Improving your aim in an FPS helps you achieve higher scores with more regularity. Unfortunately, there’s a dearth of information accessible to newer players as to how to do that. Most people simply teach themselves how to improve their aim through trial, error and experience, but there are some tricks that you can pick up that will improve your aim by leaps and bounds in only a few sessions of play. These tricks work for just about any game out there, and aren’t terribly complicated.

The most important thing to do is to reduce your mouse sensitivity to a very low level - about 1.5-3.0 in most games. This gives you finer motor control over your aim, and protects your mouse from the natural shaking of your hand. Fine control is more important than being able to make rapid turns. In most games, if someone has surprised you from the side, you’re likely dead already. You want to be able to pick off their heads easily and quickly, which means being able to steer your mouse precisely without worrying too much about having to overcompensate when you push too far. Cleaning off your table or using a high quality mouse pad if you have an optical mouse will also improve your accuracy.

Putting down your settings until you have a very high frame rate is another trick that competitive gamers use to improve their performance. Turn down your anti-aliasing, shadows, texture filtering, texture quality and High Dynamic Range settings first, and then if you still need to turn things down, reduce the resolution as well. It might make your game look ugly, but you’ll be scoring more frags.

Practice aiming at heads by maintaining your aiming cursor at the same vertical level as those of your teammates. For a faster paced game like Team Fortress 2 or Unreal Tournament 3, this trick isn’t very helpful, but for games like Counter-Strike Source and Call of Duty 4, it can help you rack up the head shots.

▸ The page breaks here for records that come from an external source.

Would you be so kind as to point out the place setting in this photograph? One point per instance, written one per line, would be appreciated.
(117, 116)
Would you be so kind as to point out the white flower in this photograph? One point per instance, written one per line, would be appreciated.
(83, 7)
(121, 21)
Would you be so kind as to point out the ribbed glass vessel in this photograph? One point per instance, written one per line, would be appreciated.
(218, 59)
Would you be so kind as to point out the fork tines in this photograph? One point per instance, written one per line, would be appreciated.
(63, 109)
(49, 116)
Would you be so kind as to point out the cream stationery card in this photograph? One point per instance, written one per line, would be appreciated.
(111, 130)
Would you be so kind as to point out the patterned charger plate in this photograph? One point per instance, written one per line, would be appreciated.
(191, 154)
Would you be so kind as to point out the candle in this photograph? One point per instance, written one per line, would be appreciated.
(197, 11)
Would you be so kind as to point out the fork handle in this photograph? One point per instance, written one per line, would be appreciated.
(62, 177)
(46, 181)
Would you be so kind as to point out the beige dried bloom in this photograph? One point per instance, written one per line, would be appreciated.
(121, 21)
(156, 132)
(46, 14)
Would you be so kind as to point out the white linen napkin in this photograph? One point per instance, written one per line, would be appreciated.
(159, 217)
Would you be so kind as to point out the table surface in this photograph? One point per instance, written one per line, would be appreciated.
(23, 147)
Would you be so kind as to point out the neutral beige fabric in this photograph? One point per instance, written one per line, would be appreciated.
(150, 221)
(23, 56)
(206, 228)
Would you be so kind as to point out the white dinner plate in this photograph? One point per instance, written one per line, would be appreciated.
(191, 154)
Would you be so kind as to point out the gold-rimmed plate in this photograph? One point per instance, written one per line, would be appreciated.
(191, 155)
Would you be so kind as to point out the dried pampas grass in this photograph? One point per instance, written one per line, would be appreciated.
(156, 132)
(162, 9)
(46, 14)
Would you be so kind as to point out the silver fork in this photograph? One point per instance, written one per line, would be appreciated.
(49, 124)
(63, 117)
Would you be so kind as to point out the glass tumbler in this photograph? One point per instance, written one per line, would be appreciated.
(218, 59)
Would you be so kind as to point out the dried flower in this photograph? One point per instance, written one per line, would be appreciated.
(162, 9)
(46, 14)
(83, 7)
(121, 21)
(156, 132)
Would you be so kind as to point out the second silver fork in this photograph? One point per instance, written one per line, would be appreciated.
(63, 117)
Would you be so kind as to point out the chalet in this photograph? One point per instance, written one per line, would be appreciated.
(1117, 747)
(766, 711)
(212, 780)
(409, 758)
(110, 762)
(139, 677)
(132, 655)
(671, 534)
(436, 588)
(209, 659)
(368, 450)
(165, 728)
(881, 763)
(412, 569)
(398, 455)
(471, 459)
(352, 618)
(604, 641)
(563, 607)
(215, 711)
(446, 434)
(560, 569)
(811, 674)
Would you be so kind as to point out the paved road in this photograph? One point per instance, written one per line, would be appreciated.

Most realistic and quasi-realistic shooters have the bullets exit your gun in a predetermined fashion. This creates a recoil pattern that can be studied and managed by a savvy player by wiggling your gun in a certain way to follow the path of the recoil and make sure that your bullets always strike their targets. Learn the bullet spread by emptying a clip against a wall, and watching where the bullet holes go for each weapon. Using that knowledge, you’ll be a more efficient shooter.